I placed purifying stones across the territory in a grid, spacing them for maximum coverage, the same equation I had built for Eryndor's forest adapted for open agricultural land at scale. Then I used the wide-range rain spell, the mana cost significant but manageable, pushing clean water through the territory in a sustained pass that soaked the soil and flushed the contamination toward the outer edges where the purifying stones would catch it.
The soil changed color when the contamination left it.
Jackal stood beside me and watched it happen.
He didn't say anything for a long time.
"How long before it's workable." He said.
"Two weeks for the soil." I said. "The wells need individual treatment. Another week after that."
"And the livestock." He said.
"Elficia." I said. "I'll send her with the herb preparation. It won't save the ones that are too far gone but it will stabilize the ones that can still recover."
He looked at the territory. At the vast agricultural land that had been dying for four months and was now, visibly and measurably, beginning to reverse.
"The contract." He said.
"Eryndor expands its crop operation into your territory." I said. "Designated plots, agreed in advance. Your people work them, paid at the same rate as Eryndor's farm workers. I pay rent on the plots I use. Produce splits sixty-forty, Eryndor's favor, until the territory's own agricultural output recovers. Then we renegotiate."

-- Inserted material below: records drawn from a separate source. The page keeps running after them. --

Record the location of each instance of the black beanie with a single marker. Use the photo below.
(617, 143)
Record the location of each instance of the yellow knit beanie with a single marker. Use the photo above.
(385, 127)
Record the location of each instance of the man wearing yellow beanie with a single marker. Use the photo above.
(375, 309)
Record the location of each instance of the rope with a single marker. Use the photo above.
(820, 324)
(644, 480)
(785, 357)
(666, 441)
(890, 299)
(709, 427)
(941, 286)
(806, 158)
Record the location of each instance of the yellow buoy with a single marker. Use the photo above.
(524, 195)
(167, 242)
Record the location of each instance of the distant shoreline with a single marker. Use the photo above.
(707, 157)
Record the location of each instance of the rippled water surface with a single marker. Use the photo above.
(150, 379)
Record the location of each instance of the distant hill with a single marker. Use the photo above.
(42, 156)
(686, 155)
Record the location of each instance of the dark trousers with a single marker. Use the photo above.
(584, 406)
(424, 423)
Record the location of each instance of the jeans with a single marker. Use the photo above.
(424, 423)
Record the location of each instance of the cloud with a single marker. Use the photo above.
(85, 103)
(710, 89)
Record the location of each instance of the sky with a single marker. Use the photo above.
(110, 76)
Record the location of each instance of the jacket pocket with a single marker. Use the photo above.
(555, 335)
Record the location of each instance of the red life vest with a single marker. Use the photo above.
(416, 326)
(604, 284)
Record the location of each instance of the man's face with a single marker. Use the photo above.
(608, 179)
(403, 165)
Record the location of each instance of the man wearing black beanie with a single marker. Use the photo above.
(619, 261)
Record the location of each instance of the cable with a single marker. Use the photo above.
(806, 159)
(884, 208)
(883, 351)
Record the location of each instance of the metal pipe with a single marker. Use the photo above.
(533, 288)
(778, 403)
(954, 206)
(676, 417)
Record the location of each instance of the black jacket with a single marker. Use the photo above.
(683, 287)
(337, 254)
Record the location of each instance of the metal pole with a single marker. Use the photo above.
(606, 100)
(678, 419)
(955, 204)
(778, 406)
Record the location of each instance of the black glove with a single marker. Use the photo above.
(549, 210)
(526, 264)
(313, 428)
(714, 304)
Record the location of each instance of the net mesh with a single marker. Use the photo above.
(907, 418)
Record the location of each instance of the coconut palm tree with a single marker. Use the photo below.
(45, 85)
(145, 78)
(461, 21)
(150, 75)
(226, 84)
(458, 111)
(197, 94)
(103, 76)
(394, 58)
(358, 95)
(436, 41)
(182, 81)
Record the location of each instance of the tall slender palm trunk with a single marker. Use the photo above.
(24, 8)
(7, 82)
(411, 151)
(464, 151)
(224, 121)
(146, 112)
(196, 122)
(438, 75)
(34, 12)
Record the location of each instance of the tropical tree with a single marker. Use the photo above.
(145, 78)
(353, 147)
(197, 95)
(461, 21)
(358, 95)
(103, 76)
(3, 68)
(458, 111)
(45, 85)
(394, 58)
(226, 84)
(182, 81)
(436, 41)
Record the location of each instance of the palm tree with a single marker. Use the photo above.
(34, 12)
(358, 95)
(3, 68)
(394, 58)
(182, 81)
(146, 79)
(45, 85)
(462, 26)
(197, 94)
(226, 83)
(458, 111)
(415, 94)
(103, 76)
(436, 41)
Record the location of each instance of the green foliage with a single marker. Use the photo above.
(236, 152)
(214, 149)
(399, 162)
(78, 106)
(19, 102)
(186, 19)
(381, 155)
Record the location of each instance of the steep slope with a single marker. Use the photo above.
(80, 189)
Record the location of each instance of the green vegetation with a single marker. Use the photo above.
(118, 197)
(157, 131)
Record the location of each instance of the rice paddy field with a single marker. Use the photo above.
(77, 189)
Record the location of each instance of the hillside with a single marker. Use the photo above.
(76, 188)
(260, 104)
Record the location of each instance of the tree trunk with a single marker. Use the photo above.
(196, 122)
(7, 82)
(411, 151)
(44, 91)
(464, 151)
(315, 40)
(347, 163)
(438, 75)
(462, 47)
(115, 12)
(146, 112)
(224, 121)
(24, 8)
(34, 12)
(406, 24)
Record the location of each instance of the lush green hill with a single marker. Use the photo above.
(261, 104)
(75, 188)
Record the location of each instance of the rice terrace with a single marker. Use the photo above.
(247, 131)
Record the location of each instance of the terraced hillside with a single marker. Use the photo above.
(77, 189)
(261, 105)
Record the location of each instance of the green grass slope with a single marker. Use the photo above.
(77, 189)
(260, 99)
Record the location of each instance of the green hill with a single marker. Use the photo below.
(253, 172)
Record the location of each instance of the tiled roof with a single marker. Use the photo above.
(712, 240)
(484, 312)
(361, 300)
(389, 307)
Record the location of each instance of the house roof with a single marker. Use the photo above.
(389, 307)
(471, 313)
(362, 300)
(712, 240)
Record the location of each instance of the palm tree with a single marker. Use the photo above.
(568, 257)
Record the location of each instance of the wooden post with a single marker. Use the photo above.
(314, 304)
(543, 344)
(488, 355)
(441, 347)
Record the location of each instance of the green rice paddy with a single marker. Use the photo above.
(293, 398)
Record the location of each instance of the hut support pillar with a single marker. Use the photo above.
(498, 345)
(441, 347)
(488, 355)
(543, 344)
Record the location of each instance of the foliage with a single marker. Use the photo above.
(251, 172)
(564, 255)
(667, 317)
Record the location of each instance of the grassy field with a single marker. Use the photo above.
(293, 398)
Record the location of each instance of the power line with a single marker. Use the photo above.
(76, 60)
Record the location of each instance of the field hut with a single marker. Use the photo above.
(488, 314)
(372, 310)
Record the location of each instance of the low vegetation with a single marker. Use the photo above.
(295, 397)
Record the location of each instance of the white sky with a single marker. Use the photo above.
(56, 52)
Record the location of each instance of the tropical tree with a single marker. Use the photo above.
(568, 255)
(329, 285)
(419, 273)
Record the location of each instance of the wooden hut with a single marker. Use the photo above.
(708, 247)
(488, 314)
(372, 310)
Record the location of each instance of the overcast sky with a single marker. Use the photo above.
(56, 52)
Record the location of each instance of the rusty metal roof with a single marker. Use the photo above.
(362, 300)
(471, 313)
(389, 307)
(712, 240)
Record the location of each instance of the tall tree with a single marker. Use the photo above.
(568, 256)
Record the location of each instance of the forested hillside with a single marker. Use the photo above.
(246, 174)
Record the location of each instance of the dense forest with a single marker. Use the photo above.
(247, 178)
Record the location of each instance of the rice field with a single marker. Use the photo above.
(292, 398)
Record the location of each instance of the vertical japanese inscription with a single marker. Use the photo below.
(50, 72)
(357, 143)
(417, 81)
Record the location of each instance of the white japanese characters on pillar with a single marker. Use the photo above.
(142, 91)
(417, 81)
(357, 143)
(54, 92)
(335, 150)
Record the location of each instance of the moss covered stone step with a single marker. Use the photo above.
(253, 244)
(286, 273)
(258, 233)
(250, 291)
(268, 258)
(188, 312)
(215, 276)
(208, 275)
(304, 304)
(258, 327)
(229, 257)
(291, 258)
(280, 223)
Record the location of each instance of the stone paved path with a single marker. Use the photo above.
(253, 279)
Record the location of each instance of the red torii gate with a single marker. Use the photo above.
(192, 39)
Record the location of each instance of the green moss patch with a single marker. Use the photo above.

"And what do we get beyond the payment." He said.
"Access to Eryndor's market." I said. "Eryndor's purifying stone maintenance on your territory ongoing. Elficia's herbalist services for the recovery period." I paused. "And a council seat that means when the demon lord eventually points something at the beastfolk territory, I hear about it before it becomes a crisis."
Jackal looked at me.
"You're building something." He said. "This isn't just a settlement."
"I'm building what needs building." I said.
He signed the contract on the ride back.